As Fred Hemmings says, the winning canoe depends a lot on the paddlers’ energy, will and strategy, but the canoe itself plays a major role.  In my opinion, Sonny’s first racing canoe, from a single koa log, the Uhanepanoakalani, has already in its short life,  established itself  as the fastest all-around koa  racing canoes on the ocean today.” Hui Nalu, the popular canoe club on Oahu raced the UhanePanoaKalani to an incredible 2nd in the famous Molokai to Oahu Canoe Race last year.  Sonny takes pride in his contribution to that success.

Hawaii Surf and Sea 1981

by Robert Watts

“Resting hull-up, some forty feet of solid koa gleams in the dimly-lit interior, it has the look of a thoroughbred.  And that’s exactly what it is . . . an authentic, hand-hewn Hawaiian racing canoe.
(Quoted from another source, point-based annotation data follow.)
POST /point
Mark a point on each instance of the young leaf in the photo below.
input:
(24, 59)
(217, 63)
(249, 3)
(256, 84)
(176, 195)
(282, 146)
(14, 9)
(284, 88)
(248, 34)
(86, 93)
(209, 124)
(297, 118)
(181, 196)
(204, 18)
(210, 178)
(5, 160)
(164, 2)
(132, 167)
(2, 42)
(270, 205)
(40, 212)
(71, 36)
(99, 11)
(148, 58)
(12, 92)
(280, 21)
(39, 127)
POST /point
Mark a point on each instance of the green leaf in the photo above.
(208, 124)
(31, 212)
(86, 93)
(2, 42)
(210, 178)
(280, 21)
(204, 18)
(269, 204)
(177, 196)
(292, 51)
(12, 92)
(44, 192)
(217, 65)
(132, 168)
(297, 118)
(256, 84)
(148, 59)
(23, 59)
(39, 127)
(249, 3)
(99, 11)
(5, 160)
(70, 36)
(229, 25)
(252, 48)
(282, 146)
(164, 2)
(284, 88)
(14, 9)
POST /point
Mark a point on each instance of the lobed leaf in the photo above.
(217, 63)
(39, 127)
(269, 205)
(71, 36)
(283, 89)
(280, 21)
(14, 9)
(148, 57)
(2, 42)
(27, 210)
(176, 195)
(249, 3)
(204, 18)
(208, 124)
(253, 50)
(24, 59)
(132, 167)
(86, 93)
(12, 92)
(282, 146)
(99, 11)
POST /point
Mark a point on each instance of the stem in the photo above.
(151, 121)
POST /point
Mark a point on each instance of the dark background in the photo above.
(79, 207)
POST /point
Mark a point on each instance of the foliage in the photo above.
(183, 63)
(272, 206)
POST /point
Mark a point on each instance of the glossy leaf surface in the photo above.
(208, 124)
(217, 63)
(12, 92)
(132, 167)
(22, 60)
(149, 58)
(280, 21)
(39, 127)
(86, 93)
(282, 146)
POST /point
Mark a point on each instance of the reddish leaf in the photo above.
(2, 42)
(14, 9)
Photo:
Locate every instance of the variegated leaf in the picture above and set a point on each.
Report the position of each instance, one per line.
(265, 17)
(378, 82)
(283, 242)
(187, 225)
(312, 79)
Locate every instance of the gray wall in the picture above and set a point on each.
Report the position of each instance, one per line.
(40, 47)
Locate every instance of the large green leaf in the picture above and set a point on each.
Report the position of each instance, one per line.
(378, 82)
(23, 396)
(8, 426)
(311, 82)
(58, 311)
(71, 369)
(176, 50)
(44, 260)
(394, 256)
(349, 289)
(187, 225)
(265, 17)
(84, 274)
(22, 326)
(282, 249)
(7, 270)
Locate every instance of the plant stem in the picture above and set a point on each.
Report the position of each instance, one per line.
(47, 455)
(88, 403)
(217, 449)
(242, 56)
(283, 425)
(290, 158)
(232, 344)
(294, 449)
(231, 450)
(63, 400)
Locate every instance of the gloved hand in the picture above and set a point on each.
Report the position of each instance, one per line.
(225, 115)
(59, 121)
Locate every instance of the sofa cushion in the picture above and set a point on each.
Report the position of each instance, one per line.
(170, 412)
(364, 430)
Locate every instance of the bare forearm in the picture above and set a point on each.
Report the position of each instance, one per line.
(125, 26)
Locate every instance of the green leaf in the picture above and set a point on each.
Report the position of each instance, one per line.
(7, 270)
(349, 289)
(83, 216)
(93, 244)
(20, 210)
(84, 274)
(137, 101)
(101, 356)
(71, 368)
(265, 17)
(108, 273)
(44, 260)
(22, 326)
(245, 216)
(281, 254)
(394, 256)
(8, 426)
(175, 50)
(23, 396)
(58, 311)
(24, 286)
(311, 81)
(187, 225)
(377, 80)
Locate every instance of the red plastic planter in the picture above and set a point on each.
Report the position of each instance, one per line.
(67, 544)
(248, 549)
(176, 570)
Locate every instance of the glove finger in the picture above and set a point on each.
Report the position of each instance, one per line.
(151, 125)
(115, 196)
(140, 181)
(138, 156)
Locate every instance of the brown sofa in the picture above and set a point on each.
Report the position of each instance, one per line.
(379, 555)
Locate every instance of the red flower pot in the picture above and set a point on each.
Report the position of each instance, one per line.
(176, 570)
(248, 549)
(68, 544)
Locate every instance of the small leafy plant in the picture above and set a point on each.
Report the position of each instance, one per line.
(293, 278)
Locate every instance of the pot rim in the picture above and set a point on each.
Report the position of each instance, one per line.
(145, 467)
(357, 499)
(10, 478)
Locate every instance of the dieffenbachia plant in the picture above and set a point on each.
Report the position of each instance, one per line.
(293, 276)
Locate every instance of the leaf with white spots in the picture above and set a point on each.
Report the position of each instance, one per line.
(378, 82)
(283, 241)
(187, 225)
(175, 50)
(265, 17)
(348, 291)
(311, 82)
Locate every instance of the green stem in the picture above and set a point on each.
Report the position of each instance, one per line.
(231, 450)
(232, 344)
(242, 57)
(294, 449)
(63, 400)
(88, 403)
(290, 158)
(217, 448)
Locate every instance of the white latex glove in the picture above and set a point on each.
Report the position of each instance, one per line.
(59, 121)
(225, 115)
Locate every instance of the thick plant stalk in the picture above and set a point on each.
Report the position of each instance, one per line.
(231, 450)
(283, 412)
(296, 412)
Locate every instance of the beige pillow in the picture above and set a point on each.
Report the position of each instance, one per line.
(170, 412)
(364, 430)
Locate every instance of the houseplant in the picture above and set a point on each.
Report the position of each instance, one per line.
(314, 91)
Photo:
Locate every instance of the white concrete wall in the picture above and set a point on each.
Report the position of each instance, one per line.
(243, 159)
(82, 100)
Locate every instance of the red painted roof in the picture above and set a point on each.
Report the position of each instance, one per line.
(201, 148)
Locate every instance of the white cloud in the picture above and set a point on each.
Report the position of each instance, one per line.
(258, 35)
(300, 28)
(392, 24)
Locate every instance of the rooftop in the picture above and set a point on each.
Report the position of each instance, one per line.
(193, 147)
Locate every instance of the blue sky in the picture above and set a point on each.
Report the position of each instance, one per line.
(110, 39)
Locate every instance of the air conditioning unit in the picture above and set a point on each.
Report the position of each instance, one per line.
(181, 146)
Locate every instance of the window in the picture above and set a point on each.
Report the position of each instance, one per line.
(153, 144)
Paddling…The same old strokes

Aloha Magazine 1982

By Cheryl Chee Tsutsumi

“There are very few today who possess the knowledge and skill required to build a seaworthy canoe.  One of them is Sonny Bradley, whom Hemmings aptly calls ‘the renaissance man’.  Revitalizing an art form conceived and perfected by the ancients, Bradley makes koa canoes of exquisite beauty.”



HCRA State Championship Regatta  August 1983

By Stephen K. Morse

“In his old and worn shop,  patched with tin roofing and scrap pieces, I found him working on one of the crown jewels of outrigger racing canoes  .   .   .  a magnificent koa racing canoe.”

“I wanted to see the sport grow,” said Bradley, “ and I wanted to take on the challenge of making a faster and better canoe.”      

Inside the Outrigger Canoe! 

Waikiki Visitor April 1983

As Fred Hemmings says, “The winning canoe depends a lot on the paddlers energy, will and strategy, but the canoe itself plays a major role. 

“Sonny’s racing canoes established itself as the fastest all around racing canoes on the ocean today.   Sonny Bradley represents the spirit of Hawaii. He is a Hawaiian treasure.”